Why do books have chapters? With this seemingly simple question, Nicholas Dames embarks on a literary journey spanning two millennia, revealing how an ancient editorial technique became a universally recognized component of narrative art and a means to register the sensation of time.

Dames begins with the textual compilations of the Roman world, where chapters evolved as a tool to organize information. He goes on to discuss the earliest divisional systems of the Gospels and the segmentation of medieval romances, describing how the chapter took on new purpose when applied to narrative texts and how narrative segmentation gave rise to a host of aesthetic techniques. Dames shares engaging and in-depth readings of influential figures, from Sterne, Goethe, Tolstoy, and Dickens to George Eliot, Machado de Assis, B. S. Johnson, Agnès Varda, Uwe Johnson, Jennifer Egan, and László Krasznahorkai. He illuminates the sometimes tacit, sometimes dramatic ways in which the chapter became a kind of reckoning with time and a quiet but persistent feature of modernity.

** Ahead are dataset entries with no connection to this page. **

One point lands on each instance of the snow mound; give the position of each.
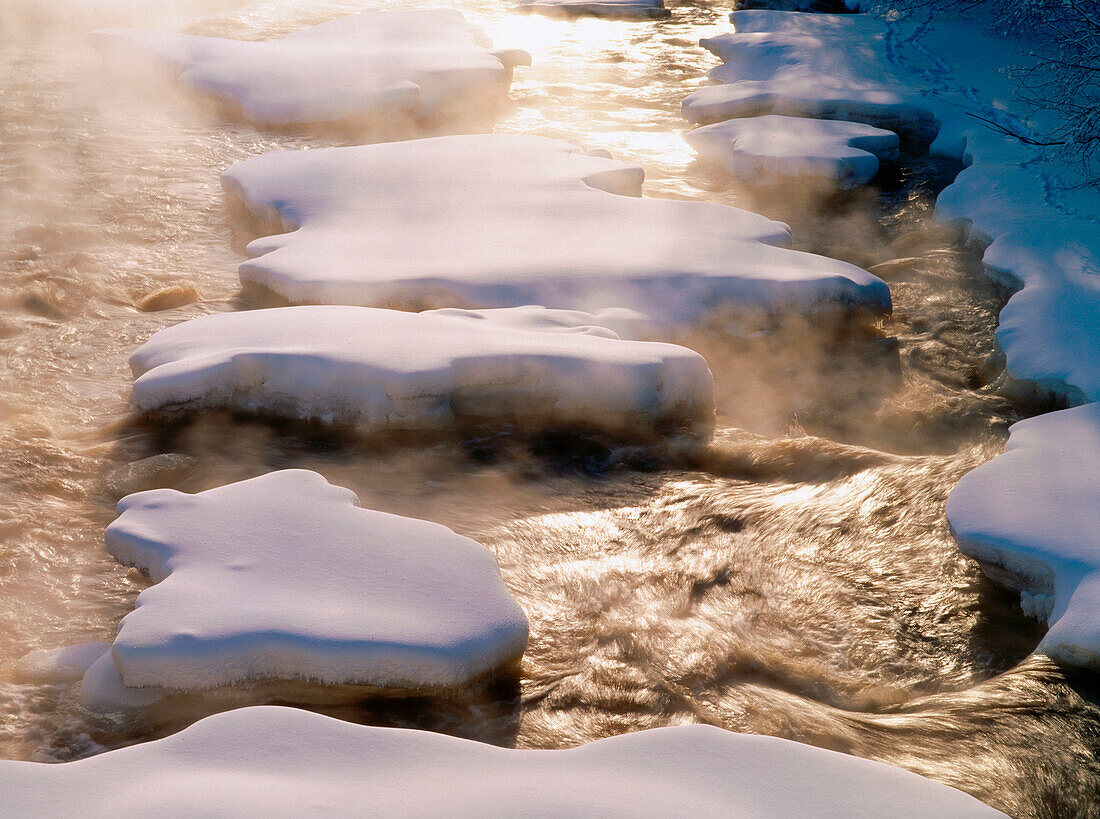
(50, 666)
(377, 65)
(286, 762)
(1049, 330)
(762, 148)
(389, 369)
(285, 577)
(792, 64)
(505, 220)
(645, 9)
(1034, 512)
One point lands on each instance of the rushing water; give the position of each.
(798, 578)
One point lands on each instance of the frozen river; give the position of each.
(798, 579)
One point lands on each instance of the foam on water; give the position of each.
(801, 585)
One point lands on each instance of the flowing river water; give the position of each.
(798, 578)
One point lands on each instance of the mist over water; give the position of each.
(796, 577)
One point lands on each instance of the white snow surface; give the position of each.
(597, 8)
(1035, 511)
(391, 369)
(51, 666)
(285, 577)
(823, 66)
(1049, 330)
(284, 762)
(375, 65)
(506, 220)
(771, 147)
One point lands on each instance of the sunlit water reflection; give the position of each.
(796, 579)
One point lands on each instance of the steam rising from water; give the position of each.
(796, 578)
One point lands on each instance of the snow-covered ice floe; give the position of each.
(378, 65)
(644, 9)
(387, 369)
(822, 66)
(1033, 515)
(505, 220)
(285, 762)
(1049, 330)
(284, 577)
(771, 148)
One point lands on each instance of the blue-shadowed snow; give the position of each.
(774, 148)
(285, 762)
(1034, 513)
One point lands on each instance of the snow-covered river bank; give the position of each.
(796, 578)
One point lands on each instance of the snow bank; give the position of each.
(504, 220)
(391, 369)
(1034, 512)
(821, 66)
(50, 666)
(767, 148)
(285, 762)
(1049, 330)
(646, 9)
(376, 65)
(285, 577)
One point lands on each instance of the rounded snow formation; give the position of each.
(378, 65)
(505, 220)
(284, 577)
(820, 66)
(1032, 515)
(839, 154)
(629, 9)
(386, 369)
(53, 666)
(286, 762)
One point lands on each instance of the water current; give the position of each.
(796, 578)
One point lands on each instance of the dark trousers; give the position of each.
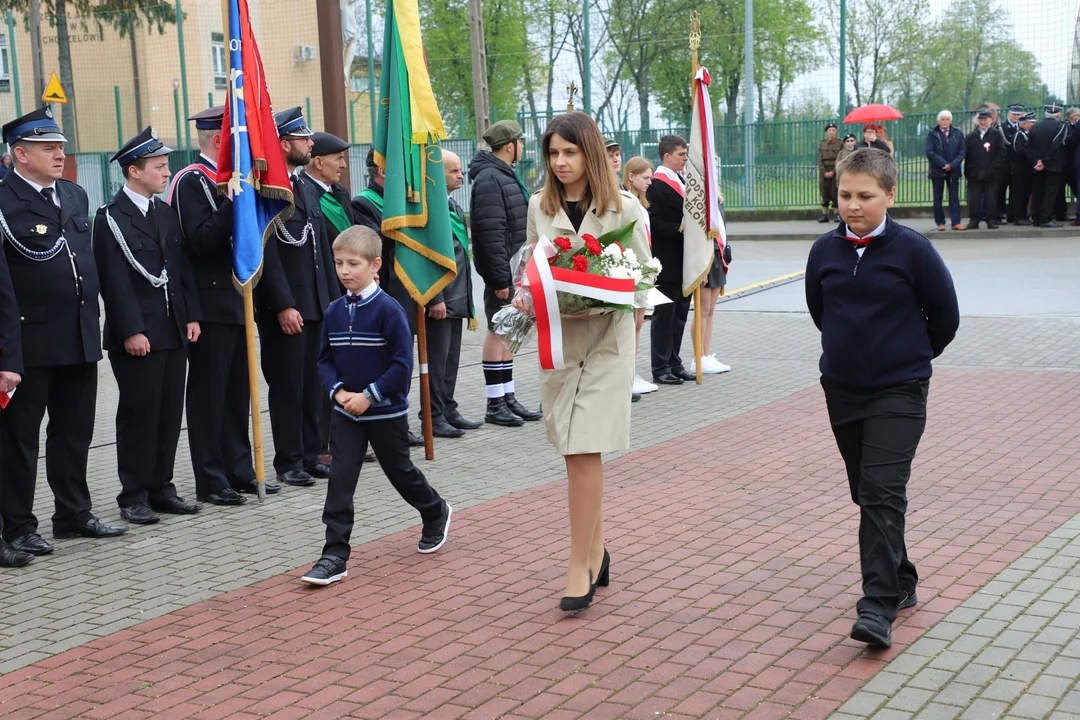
(444, 353)
(954, 198)
(1020, 194)
(826, 188)
(878, 433)
(219, 406)
(389, 439)
(982, 201)
(69, 393)
(148, 422)
(667, 324)
(1043, 194)
(289, 363)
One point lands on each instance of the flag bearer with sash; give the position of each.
(298, 284)
(45, 228)
(151, 312)
(218, 401)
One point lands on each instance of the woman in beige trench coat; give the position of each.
(586, 406)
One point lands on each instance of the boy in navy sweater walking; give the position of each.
(366, 364)
(886, 307)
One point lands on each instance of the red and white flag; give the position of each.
(702, 223)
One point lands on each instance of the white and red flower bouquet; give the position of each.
(553, 282)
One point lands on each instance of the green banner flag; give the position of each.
(416, 214)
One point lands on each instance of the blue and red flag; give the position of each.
(251, 167)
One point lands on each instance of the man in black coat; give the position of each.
(986, 158)
(151, 312)
(446, 312)
(1020, 194)
(666, 195)
(499, 219)
(51, 262)
(11, 341)
(1045, 148)
(298, 284)
(218, 401)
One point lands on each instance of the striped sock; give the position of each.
(493, 379)
(508, 378)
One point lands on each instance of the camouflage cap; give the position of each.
(502, 134)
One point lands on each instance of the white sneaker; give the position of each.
(712, 366)
(643, 386)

Ranging from ancient tablets and scrolls to contemporary fiction and film, The Chapter provides a compelling, elegantly written history of a familiar compositional mode that readers often take for granted and offers a new theory of how this versatile means of dividing narrative sculpts our experience of time.

Nicholas Dames is the Theodore Kahan Professor of Humanities at Columbia University and an editor in chief of Public Books. He is the author of The Physiology of the Novel: Reading, Neural Science, and the Form of Victorian Fiction and Amnesiac Selves: Nostalgia, Forgetting, and British Fiction, 1810–1870.